La sua morte, come anche quella di Manola Pasquazzo qualche mese fa nello stesso paese, come quella di Stefano Cenci, come quella di tanti ammalati in Valsugana della stessa malattia, in attesa dell’inevitabile, risveglia certamente le coscienze e riaccende le motivazioni per le quali alcuni medici stanno impegnandosi a fornire il proprio contributo, talvolta soli, più spesso assieme a molte altre persone di buona volontà. Un impegno doveroso che interroga sia coloro che, dentro le istituzioni, minimizzano o negano ogni problema, sia quei medici che tacciono ostinatamente, ostentando nei migliori dei casi un fatalismo inquietante e, nei peggiori, l’ignoranza sulle delicate questioni della cancerogenesi chimica e delle sue implicazioni sociali e politiche, ma soprattutto sul dovere del medico.
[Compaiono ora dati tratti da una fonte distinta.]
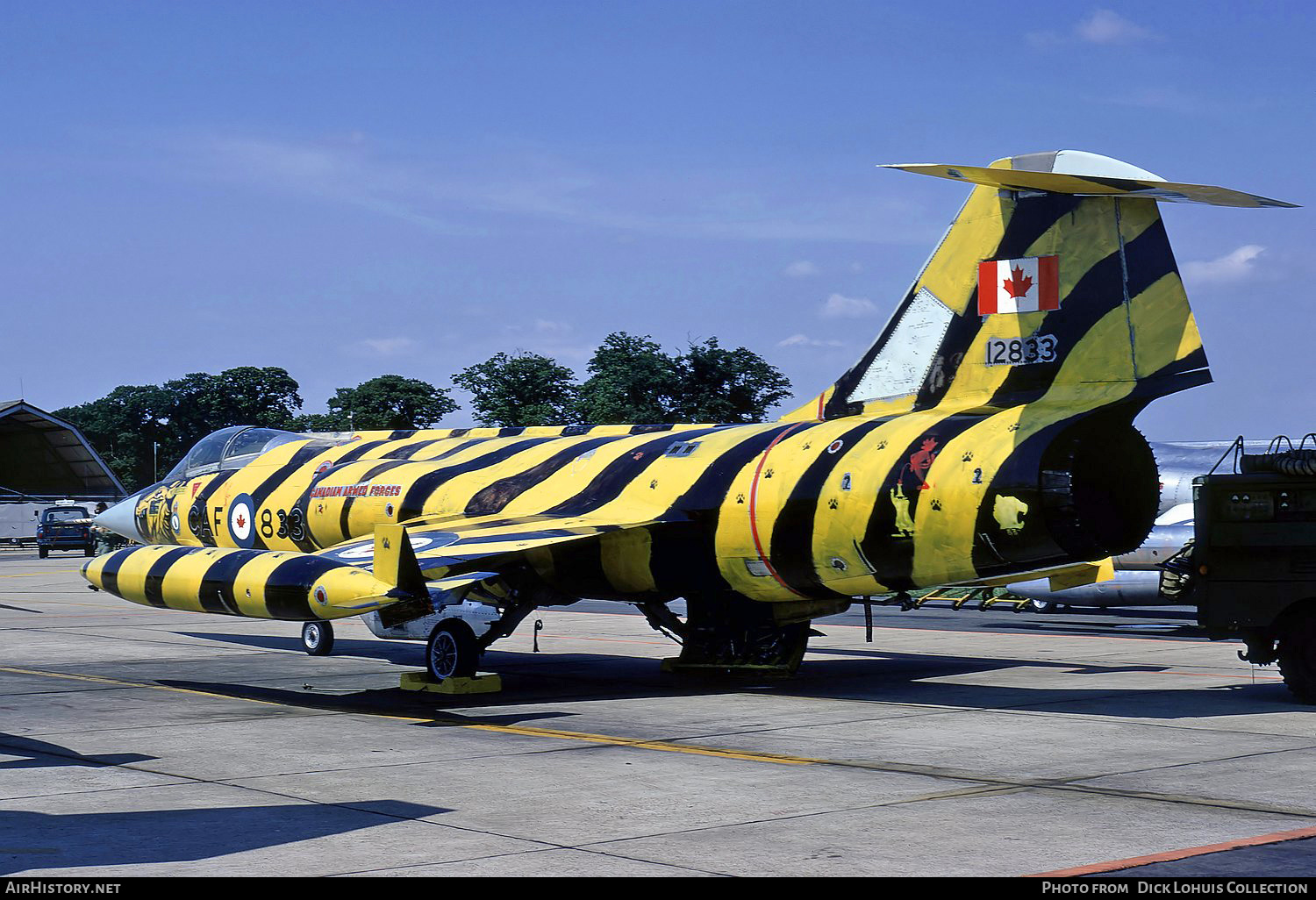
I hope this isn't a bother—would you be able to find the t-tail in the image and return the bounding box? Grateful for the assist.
[783,150,1294,420]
La scienza è ben accetta e sbandierata dai politici solo quando è un’ancella prona a sottoscrivere gli ambiziosi progetti per lo “sviluppo” dell’umanità; diversamente diventa solo allarmismo.

La complessità della patogenesi che porta alla trasformazione e alla progressione neoplastica impedisce spesso di riconoscere un nesso causale preciso, offrendo a molti negazionisti l’alibi per assolvere attività pericolose per la salute. Quanto è ormai accertato dalle evidenze scientifiche permette tuttavia di indicare responsabilità morali precise nei confronti di chi, sapendo, ha taciuto e non ha fatto niente per cambiare le cose, siano essi imprenditori, ingegneri, tecnici dell’Appa, sindaci nascosti sotto le sottane della Provincia. Questa, come un Giano bifronte, da un lato difende a parole l’ambiente e dall’altro autorizza emissioni di diossina 1000 volte superiori a quanto raccomandato da tutte le agenzie di riferimento, ostinandosi a dire che quel provvedimento era corretto e “secondo la legge”. Summum ius, summa iniuria.
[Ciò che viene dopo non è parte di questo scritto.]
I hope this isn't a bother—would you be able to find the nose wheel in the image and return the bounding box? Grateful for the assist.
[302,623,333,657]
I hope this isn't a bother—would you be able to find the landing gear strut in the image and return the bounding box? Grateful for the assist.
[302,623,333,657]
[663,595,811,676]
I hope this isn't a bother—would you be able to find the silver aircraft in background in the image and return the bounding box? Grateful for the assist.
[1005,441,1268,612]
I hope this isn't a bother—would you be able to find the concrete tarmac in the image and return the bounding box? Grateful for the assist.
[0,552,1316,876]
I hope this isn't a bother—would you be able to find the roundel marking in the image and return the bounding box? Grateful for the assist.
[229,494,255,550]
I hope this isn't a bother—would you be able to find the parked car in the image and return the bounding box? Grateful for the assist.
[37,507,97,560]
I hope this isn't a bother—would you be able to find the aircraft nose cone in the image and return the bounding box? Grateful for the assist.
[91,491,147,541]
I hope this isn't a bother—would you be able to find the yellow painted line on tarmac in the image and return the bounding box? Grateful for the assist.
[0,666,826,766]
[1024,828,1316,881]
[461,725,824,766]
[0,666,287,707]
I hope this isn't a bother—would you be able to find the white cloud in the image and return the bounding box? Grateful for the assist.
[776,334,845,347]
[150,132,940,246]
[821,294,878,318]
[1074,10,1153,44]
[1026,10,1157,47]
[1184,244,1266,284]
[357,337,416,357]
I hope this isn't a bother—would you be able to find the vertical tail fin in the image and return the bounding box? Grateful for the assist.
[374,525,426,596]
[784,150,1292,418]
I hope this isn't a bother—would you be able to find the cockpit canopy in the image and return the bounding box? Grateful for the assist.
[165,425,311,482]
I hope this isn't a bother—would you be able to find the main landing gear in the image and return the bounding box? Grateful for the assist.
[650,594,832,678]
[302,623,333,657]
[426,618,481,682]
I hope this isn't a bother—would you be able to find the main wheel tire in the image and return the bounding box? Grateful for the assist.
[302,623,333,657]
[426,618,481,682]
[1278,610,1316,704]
Purtroppo solo la legge dei grandi numeri, l’epidemiologia, ci potrebbe svelare dopo molti anni i veri killer, ma questo significa che dovremo solo contare i morti alla fine sapendo per certo che ci saranno.

Speriamo che queste morti non siano state inutili. Nessuno potrà ora ridicolizzare coloro che hanno chiesto giustizia perché oltraggerebbero la loro memoria.